Exercise 1 - Create Salmon index

  1. Create concatenated trancriptome/genome reference file
cat references/Mus_musculus.GRCm38.cdna.chr14.fa.gz \
    references/Mus_musculus.GRCm38.dna_sm.chr14.fa.gz \
    > references/gentrome.chr14.fa.gz
  1. Create decoy sequence list from the genomic fasta
echo "14" > references/decoys.txt
  1. Use salmon index to create the index. You will need to provide three pieces of information:
    • the Transcript fasta file - references/gentrome.chr14.fa.gz
    • the decoys - references/decoys.txt
    • the salmon index - a directory to write the index to, use references/salmon_index_chr14

Also add -p 7 to the command to instruct salmon to use 7 threads/cores. To find the flags for the other three pieces of information use:

salmon index --help
Version Info: This is the most recent version of salmon.

Index
==========
Creates a salmon index.

Command Line Options:
  -v [ --version ]              print version string  
  -h [ --help ]                 produce help message  
  -t [ --transcripts ] arg  Transcript fasta file.  
  -k [ --kmerLen ] arg (=31)    The size of k-mers that should be used for the 
                                quasi index.  
  -i [ --index ] arg        salmon index.  
  --gencode                     This flag will expect the input transcript   
  ...  
  ...  
  ...  
  -d [ --decoys ] arg       Treat these sequences ids from the reference as
                                the decoys that may have sequence homologous to
                                some known transcript. for example in case of 
                                the genome, provide a list of chromosome name 
                                --- one per line  
salmon index \
    -t references/gentrome.chr14.fa.gz \
    -d references/decoys.txt \
    -p 7 \
    -i references/salmon_index_chr14

Exercise 2 - Quantify with Salmon

  1. Make directory called salmon_output
mkdir salmon_output
  1. Use salmon quant to quantify the gene expression from the raw fastq. To see all the options run salmon quant --help-reads. There are lot of possible parameters, we will need to provide the following:
    • salmon index - references/salmon_index
    • -l A - Salmon needs to use some information about the library preparation, we could explicitly give this, but it is easy enough for Salmon to Automatically infer this from the data.
    • File containing the #1 mates - fastq/SRR7657883.sra_1.fastq.gz
    • File containing the #2 mates - fastq/SRR7657883.sra_2.fastq.gz
    • Output quantification directory - salmon_output/SRR7657883
    • --gcBias - salmon can optionally correct for GC content bias, it is recommended to always use this
    • The number of threads to use - 7
salmon quant \
    -p 7 \
    -i references/salmon_index \
    --gcBias \
    -l A \
    -1 fastq/SRR7657883.sra_1.fastq.gz \
    -2 fastq/SRR7657883.sra_2.fastq.gz \
    -o salmon_output/SRR7657883

Exercise 3 - Run multiqc

  1. Run multiqc on the salmon_output directory and create a report called Salmon_quantification_report in the salmon_output directory.

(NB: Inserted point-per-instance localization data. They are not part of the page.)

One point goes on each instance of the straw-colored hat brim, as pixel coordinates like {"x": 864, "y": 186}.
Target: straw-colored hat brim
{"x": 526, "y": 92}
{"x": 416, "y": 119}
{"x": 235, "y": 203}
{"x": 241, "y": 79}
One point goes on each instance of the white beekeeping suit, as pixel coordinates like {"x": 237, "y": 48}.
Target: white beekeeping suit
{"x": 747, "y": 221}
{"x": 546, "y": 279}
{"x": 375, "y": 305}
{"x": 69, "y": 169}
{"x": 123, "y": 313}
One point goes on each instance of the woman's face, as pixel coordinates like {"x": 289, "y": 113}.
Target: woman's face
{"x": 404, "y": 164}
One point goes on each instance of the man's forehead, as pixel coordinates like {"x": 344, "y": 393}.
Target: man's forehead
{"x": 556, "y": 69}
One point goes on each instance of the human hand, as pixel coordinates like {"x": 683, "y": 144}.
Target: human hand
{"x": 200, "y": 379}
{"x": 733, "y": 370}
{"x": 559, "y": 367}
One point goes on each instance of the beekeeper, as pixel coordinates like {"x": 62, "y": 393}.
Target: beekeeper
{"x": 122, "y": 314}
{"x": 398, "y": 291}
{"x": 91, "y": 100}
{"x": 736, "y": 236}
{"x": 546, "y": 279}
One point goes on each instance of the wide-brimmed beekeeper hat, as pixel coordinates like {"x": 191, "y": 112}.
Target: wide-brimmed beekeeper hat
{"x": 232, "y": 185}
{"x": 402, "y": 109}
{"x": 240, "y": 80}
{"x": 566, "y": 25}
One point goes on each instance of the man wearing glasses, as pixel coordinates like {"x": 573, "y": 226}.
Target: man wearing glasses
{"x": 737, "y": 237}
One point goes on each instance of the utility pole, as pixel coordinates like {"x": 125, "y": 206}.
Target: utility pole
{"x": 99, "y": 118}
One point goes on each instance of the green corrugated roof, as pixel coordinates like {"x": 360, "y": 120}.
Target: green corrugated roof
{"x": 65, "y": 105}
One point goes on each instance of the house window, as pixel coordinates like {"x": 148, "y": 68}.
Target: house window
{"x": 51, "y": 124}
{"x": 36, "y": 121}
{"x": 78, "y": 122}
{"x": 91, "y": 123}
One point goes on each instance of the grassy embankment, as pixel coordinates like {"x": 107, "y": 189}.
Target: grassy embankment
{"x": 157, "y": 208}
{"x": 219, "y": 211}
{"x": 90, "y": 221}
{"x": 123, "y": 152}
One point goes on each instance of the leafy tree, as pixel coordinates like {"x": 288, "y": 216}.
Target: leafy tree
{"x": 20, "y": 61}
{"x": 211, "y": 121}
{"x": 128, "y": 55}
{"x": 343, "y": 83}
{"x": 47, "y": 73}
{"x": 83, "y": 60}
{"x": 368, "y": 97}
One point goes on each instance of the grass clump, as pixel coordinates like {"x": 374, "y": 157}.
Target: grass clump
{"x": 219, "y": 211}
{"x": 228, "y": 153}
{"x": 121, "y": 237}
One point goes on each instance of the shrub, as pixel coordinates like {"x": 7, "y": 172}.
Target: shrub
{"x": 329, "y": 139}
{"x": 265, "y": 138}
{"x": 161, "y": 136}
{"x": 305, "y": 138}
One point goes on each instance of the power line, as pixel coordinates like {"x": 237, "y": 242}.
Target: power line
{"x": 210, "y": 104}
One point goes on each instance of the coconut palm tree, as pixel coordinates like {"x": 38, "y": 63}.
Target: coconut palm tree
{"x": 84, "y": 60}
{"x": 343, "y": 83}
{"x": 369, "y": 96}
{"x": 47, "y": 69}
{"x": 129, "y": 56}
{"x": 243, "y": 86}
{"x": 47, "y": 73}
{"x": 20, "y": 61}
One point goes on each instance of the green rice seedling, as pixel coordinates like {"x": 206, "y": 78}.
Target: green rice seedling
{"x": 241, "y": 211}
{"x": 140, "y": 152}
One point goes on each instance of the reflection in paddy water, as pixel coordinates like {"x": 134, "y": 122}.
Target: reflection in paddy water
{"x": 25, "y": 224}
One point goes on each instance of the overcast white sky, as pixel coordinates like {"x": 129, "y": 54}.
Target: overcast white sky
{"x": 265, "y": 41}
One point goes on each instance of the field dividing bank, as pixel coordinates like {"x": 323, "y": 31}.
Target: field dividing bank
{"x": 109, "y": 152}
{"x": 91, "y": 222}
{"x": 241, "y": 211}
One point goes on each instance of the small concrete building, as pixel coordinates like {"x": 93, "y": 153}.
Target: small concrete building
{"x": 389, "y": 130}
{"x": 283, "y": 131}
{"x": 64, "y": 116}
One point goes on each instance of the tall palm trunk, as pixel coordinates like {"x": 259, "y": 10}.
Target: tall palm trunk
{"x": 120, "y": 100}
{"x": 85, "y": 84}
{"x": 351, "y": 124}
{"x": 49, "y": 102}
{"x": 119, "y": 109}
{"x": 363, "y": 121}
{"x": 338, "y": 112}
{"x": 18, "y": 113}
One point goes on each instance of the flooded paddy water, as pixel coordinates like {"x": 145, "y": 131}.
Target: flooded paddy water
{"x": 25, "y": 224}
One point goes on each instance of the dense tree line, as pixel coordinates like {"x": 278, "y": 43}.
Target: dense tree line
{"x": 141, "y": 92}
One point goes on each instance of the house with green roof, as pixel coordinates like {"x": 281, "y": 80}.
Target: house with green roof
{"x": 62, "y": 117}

Look back to the previous session if you need a reminder on how to do this.
multiqc -z -n Salmon_quantification_report -o salmon_output salmon_output

\(\Rightarrow\) salmon_output/Salmon_quantification_report.html

  1. Open the report and determine what percentage of the reads have been aligned to the transcriptome. Compare this to the QC report from the previous session.

With Salmon we have ~85% of reads mapped to the transcriptome.

If you look at the RNAseq metrics section in the multiqc report we generated in the previous section, you should see that for SRR7657883 we had ~85% reads aligned to Coding + UTR.